Turning on a TV and tuning in a channel just isn't something that should be complicated or require several Houston-level remote controls controlling multiple boxes to do... that is just bad engineering.
Another example: driving a car with too many controls to do a simple job is a real chore - I don't appreciate any of the benefits of a touch screen entertainment center in a car where I can't even find the button to turn the bl**dy thing on without pulling over and investigating the dashboard carefully and learn the "secret codes" just to listen to some music or news... WTF is up with that? - sheer incompetence.
Nobody has tried swapping the brake and gas pedals yet, but you can be sure that if it wasn't because that is such an obviously bad idea that even a complete idiot can see how that is bound to fail, somebody would have tried it! It plays out on only slightly less obvious levels every day.

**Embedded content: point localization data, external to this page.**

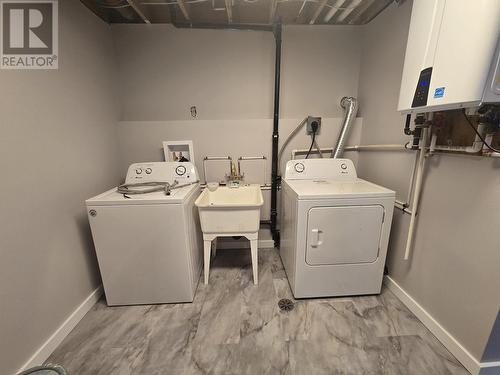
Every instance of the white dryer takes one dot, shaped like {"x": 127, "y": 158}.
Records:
{"x": 149, "y": 246}
{"x": 334, "y": 229}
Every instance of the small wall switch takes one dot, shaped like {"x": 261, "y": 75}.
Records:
{"x": 310, "y": 121}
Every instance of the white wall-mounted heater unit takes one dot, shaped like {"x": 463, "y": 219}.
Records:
{"x": 452, "y": 55}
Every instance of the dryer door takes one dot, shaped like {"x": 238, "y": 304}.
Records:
{"x": 343, "y": 234}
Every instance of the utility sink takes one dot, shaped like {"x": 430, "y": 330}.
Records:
{"x": 230, "y": 210}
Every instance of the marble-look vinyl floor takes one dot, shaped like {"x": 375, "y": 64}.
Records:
{"x": 234, "y": 327}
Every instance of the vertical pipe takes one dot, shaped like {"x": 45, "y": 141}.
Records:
{"x": 275, "y": 140}
{"x": 416, "y": 194}
{"x": 350, "y": 106}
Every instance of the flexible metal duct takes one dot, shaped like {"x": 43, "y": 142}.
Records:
{"x": 350, "y": 106}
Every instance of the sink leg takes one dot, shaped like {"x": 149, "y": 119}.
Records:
{"x": 207, "y": 250}
{"x": 255, "y": 260}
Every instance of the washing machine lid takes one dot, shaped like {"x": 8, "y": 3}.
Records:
{"x": 327, "y": 189}
{"x": 113, "y": 198}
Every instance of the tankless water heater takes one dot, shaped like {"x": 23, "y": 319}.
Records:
{"x": 452, "y": 55}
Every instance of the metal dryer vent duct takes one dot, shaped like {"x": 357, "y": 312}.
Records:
{"x": 350, "y": 106}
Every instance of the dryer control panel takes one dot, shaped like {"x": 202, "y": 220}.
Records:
{"x": 183, "y": 172}
{"x": 320, "y": 169}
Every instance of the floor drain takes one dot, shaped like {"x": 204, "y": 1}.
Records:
{"x": 285, "y": 304}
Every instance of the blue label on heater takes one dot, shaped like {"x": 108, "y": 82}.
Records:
{"x": 439, "y": 92}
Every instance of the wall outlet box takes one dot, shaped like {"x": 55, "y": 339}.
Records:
{"x": 310, "y": 121}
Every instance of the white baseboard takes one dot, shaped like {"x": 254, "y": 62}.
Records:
{"x": 41, "y": 355}
{"x": 452, "y": 344}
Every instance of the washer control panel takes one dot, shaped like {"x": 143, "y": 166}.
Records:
{"x": 320, "y": 169}
{"x": 183, "y": 172}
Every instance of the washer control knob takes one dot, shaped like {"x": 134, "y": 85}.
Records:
{"x": 299, "y": 167}
{"x": 180, "y": 170}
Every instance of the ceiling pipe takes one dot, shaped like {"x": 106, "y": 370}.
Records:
{"x": 318, "y": 11}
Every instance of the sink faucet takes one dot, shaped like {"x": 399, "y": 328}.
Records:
{"x": 235, "y": 178}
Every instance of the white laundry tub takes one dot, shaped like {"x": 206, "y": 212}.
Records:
{"x": 230, "y": 210}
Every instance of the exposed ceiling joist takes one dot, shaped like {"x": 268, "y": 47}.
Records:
{"x": 184, "y": 10}
{"x": 318, "y": 11}
{"x": 137, "y": 8}
{"x": 333, "y": 10}
{"x": 229, "y": 9}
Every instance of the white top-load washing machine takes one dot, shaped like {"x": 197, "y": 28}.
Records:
{"x": 149, "y": 246}
{"x": 334, "y": 229}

None of the above means I won't put in the effort if there is something to be gained - like using a fitness tracker, or a cell phone, or a PC, or whatever.
So, the main thing that happens to you as you get older seems to be: you learn not to expend time and energy on poorly conceived and/or badly executed products!
--- End quote ---
This is a huge pet peeve of mine, there are so many new things I want to learn that I hate having to re-learn old stuff just because someone decided to make changes for the sake of changes so that something would be "new" and "fresh". My dad had a late model Tesla and there was hardly a physical switch in that car, absolutely everything was controlled by a giant touchscreen, I hated it. Even regular cars have gone in that direction, "clean" dash layouts that have just a few buttons to navigate multifunction displays. One of the things I love most about my car is that there are rows of physical switches, buttons, knobs and sliders. I know every one of them by feel and can operate everything without taking my eyes off the road. I really hate the obsession with "clean" interfaces, which just means create extra work by hiding everything under layers. It's like the idiotic parametric search on Digikey that makes you click a button EVERY TIME in order to access the parameters you need EVERY TIME. I encounter that same thing more and more elsewhere too. If it's something I use frequently, I want it all laid out logically in front of me, it isn't clutter, it's tools that I use.
--- End quote ---
I get the feeling much of it is feature creep thats intended to reduce the amount of time before you buy another one, without being too obvious about it.
pardo-bsso:
--- Quote from: SilverSolder on April 01, 2021, 05:36:39 pm ---
Turning on a TV and tuning in a channel just isn't something that should be complicated or require several Houston-level remote controls controlling multiple boxes to do... that is just bad engineering.
--- End quote ---
Ramen to that.
I remember as a child having to stand up and turn a wheel that made a very satisfying 'clunk' noise to change the channel.
Now the tv takes about three seconds to do that.
james_s:
The thing that really made analog TV superior for me is that you could flip the channel and it was virtually instantaneous. Now digital TVs all take several seconds to lock and start decoding the stream and that just feels like an eternity. Not that it really matters anyway, the logos ("DOG"s) annoy me too much to watch.
SilverSolder:
It is almost like we've gone full circle, having to wait for tubes to warm up before we can use the equipment! :D
rsjsouza:
We did come full circle. Any solid state analog TV at power on shows an image faster than the latest models of a digital one. Shameful, really.